During one of our check-ins, we were assigned seats for the next three flights. Our seats were supposed to be next to each other but ended up being rows apart. As soon as we boarded, I explained to the flight attendant that we were family and hoped to sit together. The flight attendant was extremely helpful and found us an empty row.
Take ALL the photos
Family time is sacred. It’s something that should be celebrated and memorialised, with lots and lots of photos. There’s usually one person taking the photos who is rarely in them, so it’s a great idea to pack a tripod and set your camera phone on a timer to help capture some memorable moments that you’re both in. Ask your trip mates to take a few snaps of you as well.
Give yourself some space
It can start to feel like the walls are closing in on you a bit when you’re sleeping, eating and travelling alongside a parent for days on end. It’s totally normal to need some time alone and it’s okay to ask for what you need. When my mom was dancing on my last nerve I would tell her that I needed a moment. Then I would take a short walk or go to our room to create some distance.
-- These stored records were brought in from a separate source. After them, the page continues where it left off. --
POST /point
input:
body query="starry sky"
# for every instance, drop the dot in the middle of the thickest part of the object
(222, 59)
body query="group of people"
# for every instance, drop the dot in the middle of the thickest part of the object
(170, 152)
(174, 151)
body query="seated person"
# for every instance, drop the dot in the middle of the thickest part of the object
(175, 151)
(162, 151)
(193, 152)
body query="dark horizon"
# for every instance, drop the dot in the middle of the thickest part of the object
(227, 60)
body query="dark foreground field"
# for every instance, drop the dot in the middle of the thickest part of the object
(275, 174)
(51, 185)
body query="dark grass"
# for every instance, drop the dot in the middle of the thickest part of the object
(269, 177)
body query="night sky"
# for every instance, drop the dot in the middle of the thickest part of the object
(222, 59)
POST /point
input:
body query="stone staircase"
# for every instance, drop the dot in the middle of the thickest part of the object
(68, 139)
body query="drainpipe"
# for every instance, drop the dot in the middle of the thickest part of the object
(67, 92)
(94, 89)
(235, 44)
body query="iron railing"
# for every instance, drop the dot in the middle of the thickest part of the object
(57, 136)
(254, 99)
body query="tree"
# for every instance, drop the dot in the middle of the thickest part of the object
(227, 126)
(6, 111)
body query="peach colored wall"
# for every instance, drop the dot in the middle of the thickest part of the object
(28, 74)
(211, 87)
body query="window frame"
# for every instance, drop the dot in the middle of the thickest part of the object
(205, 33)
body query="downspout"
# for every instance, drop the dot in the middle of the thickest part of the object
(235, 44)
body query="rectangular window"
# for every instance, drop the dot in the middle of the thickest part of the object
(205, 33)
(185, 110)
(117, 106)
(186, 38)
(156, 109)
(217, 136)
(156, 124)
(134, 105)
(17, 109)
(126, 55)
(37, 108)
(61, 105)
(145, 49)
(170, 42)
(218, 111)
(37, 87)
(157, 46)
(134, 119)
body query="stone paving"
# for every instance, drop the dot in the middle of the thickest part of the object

Take some time throughout your trip to do something solo, whether that’s going for a walk or listening to a podcast in the hotel lobby. If you can afford it (and if it’s an option), consider booking private accommodations. When you’re travelling and eating every meal together for days, having your own private space can be a saving grace.
Allow them to do their thing
There were more than a few times on this trip where my mom did or said something embarrassing. As a 37-year-old woman, I’ve learned to let most things go. While we were in Tanzania, I was reminded that, outside of being my mother, she is a fully formed person with feelings and flaws. For both of us to enjoy ourselves, I needed to allow space for her to be her authentic self and not just my mom. If that meant smiling through some embarrassing chats, so be it!
One of the things she kept doing while making her video ‘content’ to post later on social media was misstating our location. Although our entire 8-day tour was in Tanzania, my mother mentioned that we were on a tour in both Kenya and Zimbabwe. Eventually, it became a running joke with the group. We’d all ask her where we were or where we were headed… she always got it wrong!
But in the end, travelling to Tanzania with my mom strengthened our relationship. We made new memories. We travelled to the Motherland together and went on a safari. I was able to listen to her share stories I’d never heard. We learned more about each other in a way we wouldn’t have been able to if we’d been at home.